To find evidence of cracks in the asylum system, one needs to look no further than the events of A-B-’s case. The erroneous decision made by the immigration judge, V. Stuart Couch, to initially deny A-B- asylum was no anomaly: A group of immigration lawyers who reviewed all of Couch’s overturned decisions from last year has charged that he has been incorrectly “prejudging all claims that have a history of domestic violence, … quite literally copying and pasting language he used to deny other domestic violence victims asylum.” And there are sure to be more like Couch out there. Asylum approval rates vary wildly from district to district, and even from judge to judge — so much so that, in the same immigration courthouse (Los Angeles) over the same timeframe (2012-2017), one immigration judge approved 71 percent of asylum cases, while another approved only 2.5 percent, according to data from Syracuse University’s Transactional Records Access Clearinghouse.

Additionally, some of my former colleagues at the Columbia Journalism School’s Global Migration Project have been attempting to highlight cracks in the asylum system by compiling a database of migrants who were deported to their deaths. So far, the project has found upwards of 60 cases, including some involving immigrants or their families who warned officials that they would face harm if returned to their home countries. In a piece in The New Yorker highlighting some of the group’s findings, the director of the project, Sarah Stillman, mused that “perhaps the most formidable challenge for asylum-seekers is that … categories of protection aren’t well-suited to immigrants fleeing modern gang violence.” She then went on to quote legal scholar Blaine Bookey, who writes, “Whether a woman fleeing domestic violence will receive protection in the US seems to depend not on the consistent application of objective principles, but rather on the view of her individual judge, often untethered to any legal principles at all.”

For sure, “particular social group” is a vague term, and if you ignore precedent, it could be up for interpretation.

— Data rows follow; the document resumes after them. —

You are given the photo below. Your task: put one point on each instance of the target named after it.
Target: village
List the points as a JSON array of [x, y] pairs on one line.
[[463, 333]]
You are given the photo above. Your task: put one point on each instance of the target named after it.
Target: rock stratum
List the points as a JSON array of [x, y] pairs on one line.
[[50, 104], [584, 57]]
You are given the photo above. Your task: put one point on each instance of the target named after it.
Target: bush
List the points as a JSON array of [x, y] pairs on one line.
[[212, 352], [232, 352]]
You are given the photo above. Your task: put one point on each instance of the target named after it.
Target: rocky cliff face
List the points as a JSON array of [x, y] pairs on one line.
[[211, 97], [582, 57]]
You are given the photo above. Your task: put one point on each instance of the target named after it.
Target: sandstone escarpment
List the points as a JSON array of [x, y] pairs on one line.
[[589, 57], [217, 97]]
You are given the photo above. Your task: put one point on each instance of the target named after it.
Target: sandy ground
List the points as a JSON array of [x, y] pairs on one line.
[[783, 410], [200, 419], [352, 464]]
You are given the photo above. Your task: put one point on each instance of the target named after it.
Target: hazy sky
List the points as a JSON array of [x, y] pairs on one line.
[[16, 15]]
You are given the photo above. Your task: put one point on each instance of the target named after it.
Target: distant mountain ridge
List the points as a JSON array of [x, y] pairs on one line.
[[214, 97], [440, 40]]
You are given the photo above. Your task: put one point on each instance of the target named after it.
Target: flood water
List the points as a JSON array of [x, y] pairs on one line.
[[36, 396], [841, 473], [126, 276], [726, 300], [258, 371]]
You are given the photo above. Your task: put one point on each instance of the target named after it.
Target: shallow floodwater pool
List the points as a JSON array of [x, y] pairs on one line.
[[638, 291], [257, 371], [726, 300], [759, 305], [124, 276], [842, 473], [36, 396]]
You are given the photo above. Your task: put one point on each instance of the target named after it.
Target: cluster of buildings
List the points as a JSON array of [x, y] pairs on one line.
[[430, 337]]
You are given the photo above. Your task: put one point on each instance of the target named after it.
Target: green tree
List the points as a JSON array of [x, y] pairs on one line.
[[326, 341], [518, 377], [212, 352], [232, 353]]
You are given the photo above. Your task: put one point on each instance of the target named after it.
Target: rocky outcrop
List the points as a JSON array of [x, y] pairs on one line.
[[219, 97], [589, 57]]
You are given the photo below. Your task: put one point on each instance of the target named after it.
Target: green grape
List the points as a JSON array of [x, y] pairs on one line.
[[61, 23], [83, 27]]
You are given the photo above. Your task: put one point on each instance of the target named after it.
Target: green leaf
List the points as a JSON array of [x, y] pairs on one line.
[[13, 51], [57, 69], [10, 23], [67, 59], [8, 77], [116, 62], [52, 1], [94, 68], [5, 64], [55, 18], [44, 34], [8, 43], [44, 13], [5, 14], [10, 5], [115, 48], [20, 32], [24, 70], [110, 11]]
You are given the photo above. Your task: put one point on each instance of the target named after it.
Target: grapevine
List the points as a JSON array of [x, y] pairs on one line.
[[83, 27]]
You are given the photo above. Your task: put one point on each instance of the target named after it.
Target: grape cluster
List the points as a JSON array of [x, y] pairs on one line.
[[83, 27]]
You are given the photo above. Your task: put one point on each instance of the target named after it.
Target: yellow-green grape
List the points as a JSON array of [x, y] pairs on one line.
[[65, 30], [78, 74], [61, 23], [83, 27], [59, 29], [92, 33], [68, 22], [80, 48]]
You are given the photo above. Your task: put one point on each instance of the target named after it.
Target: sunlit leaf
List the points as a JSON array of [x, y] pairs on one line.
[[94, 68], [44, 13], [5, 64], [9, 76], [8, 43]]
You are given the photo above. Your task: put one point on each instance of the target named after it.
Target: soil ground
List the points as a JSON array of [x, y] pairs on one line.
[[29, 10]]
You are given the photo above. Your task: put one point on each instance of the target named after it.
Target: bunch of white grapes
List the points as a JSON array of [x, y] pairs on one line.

Thus all it takes is a rogue, malevolent CBP agent, asylum officer, immigration judge, or attorney general who refuses to acknowledge that domestic violence is a systemic issue to send women to their demise.

Like so many top officials in the Trump administration, Jeff Sessions’s misogyny, his racism, and his contempt for the world’s most vulnerable are striking. Now, he is just a flick of the wrist away from slamming the door on thousands of women who, like A-B-, are fighting to stave off the oppressive abuses of men.